The entry explains that D-dimer is most useful in patients with low or moderate pretest probability for pulmonary embolism. In this situation, the patient’s Wells score was low, making a negative D-dimer reliable enough to rule out PE without imaging. But they caution that D-dimer specificity drops with age, pregnancy, and hospitalization itself. A positive result in an older or hospitalized patient often leads to unnecessary CT scans and contrast exposure.

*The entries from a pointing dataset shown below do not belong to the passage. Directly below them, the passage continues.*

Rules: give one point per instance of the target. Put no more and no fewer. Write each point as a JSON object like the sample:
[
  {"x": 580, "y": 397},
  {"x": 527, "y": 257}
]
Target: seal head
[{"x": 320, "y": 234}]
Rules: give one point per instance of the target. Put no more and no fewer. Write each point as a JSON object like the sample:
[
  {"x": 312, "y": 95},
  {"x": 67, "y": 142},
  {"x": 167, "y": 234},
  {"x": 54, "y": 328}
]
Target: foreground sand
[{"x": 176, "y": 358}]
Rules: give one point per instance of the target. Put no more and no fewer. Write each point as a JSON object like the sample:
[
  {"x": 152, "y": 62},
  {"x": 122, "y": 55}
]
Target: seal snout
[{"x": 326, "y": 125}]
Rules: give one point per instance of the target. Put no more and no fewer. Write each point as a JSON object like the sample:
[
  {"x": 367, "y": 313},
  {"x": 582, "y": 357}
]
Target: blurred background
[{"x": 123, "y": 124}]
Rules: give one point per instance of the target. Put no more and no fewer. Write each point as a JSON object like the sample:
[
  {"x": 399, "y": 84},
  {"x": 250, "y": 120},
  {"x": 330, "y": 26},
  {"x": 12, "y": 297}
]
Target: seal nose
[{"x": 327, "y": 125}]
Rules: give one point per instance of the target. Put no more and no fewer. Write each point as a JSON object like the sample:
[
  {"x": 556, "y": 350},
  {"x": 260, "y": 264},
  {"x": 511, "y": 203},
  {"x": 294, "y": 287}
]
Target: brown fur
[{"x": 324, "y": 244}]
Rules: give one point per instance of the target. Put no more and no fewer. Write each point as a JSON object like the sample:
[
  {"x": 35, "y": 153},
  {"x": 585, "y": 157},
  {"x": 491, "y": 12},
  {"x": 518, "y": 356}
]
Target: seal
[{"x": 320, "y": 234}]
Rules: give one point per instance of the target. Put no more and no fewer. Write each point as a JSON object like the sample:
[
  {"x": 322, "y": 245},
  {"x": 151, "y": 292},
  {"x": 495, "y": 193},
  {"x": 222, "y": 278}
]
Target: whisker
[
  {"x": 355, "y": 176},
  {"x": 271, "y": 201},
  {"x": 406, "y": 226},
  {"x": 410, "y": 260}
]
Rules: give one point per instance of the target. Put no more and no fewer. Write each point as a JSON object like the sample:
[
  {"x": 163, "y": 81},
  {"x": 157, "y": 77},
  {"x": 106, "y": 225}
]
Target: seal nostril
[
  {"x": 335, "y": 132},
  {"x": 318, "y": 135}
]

The case reinforces a basic but easily forgotten rule: test selection matters as much as test interpretation. Ordering a D-dimer in a patient with high pretest probability doesn’t help — it just creates delay and radiation.

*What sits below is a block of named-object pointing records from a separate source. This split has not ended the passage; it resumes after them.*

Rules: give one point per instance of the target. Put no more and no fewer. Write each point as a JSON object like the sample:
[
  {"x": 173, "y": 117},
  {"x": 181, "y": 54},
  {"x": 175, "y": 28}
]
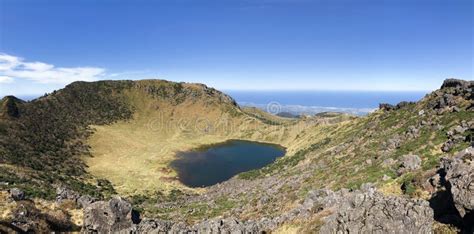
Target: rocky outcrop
[
  {"x": 450, "y": 94},
  {"x": 390, "y": 107},
  {"x": 368, "y": 211},
  {"x": 457, "y": 134},
  {"x": 409, "y": 163},
  {"x": 113, "y": 216},
  {"x": 17, "y": 194},
  {"x": 460, "y": 180},
  {"x": 453, "y": 201},
  {"x": 10, "y": 107}
]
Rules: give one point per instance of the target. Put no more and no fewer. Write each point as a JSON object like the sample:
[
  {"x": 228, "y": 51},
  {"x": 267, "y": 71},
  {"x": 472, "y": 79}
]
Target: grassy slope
[
  {"x": 134, "y": 154},
  {"x": 344, "y": 154}
]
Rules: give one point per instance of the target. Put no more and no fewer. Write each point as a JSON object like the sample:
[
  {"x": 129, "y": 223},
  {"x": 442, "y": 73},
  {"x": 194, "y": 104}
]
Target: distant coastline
[{"x": 313, "y": 102}]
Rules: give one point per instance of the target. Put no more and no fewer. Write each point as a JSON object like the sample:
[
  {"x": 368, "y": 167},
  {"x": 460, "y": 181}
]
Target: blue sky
[{"x": 237, "y": 44}]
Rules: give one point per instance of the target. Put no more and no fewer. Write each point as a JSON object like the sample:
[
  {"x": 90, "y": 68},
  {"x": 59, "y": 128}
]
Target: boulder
[
  {"x": 409, "y": 163},
  {"x": 456, "y": 83},
  {"x": 459, "y": 176},
  {"x": 85, "y": 200},
  {"x": 360, "y": 212},
  {"x": 63, "y": 193},
  {"x": 17, "y": 194},
  {"x": 113, "y": 216}
]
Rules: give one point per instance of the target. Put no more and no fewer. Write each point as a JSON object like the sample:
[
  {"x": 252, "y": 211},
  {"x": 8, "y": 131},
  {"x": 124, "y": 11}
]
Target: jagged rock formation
[
  {"x": 455, "y": 184},
  {"x": 372, "y": 212},
  {"x": 9, "y": 107},
  {"x": 113, "y": 216}
]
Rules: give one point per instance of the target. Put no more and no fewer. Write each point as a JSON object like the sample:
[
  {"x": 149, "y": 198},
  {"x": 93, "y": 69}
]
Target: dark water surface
[{"x": 216, "y": 163}]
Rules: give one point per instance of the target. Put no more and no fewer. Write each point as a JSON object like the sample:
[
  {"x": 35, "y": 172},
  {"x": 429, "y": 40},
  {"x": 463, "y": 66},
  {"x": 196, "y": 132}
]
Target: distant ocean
[{"x": 312, "y": 102}]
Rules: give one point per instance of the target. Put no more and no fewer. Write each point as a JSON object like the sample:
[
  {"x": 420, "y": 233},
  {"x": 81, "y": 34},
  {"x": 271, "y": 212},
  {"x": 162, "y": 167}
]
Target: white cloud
[
  {"x": 15, "y": 67},
  {"x": 6, "y": 79}
]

A 2023 case on MRSA nasal PCR looks at a 67-year-old man with COPD admitted from a nursing home for pneumonia. His MRSA nasal swab came back negative. The writers argue that a negative MRSA nasal PCR has a high negative predictive value for MRSA pneumonia, meaning empiric vancomycin can often be stopped safely. That matters for reducing nephrotoxicity and antibiotic pressure.
The collection also covers venous blood gas as an alternative to arterial blood gas, interferon‑gamma release assays for tuberculosis, beta‑D‑glucan for fungal infections, and urine drug screen interpretation. Each case follows the same format: a real patient scenario followed by practical guidance on test limitations.
Diagnostic tests are tools, not answers. A lab value pulled from the chart without understanding the patient’s physiology, age, medications, or sample handling is just a number. Hospitalists who read these cases might find themselves ordering fewer tests — and trusting the ones they do order a little more.